We get customers bringing badly maintained bikes in sometimes but one came in last week that took the biscuit. He'd worn his brake pads right through the friction material. But he'd kept riding. And he'd started wearing the metal away.
And one pad had actually worn completely away and the piston in the caliper was gripping on the brake disc, acting like a brake pad. Word soon spread round the shop and all the staff went for a look. It was probably the worst, most dangerous neglect we've ever seen.
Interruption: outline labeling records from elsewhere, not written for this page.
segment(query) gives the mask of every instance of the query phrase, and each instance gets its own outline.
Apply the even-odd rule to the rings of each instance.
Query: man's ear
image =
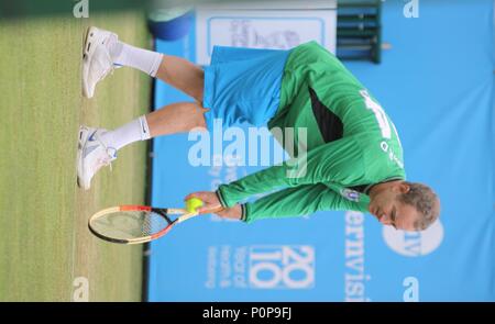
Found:
[[[407,185],[406,182],[400,182],[398,183],[397,189],[400,193],[407,193],[410,190],[410,186]]]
The bike was an old Kawasaki, made from all different bits. I'd have thought someone with the mechanical sense to bolt at least a semi-roadworthy bike together would have known how to check brake pads or at least asked someone what the problem was when the screech of metal-to-metal started. But it turned out he'd bought the bike from someone else who'd built it.He was lucky the piston hadn't come out, if it had it had his brake would have stopped working, brake fluid would have poured over the wheel and tyre, and the piston might have locked the front wheel.
We phoned the owner. Obviously we couldn't let him ride away like that. But two new discs, two sets of pads plus a caliper piston and seal was going to be over 21,000 Baht, plus the calipers looked like they could do with an overhaul, it could have easily added up to 35,000 Baht or more.
In the end he got a mate to collect it in a van and was going to fix it with used parts from a breaker. To be honest, that's probably the best idea, I just hope he doesn't try to do it himself.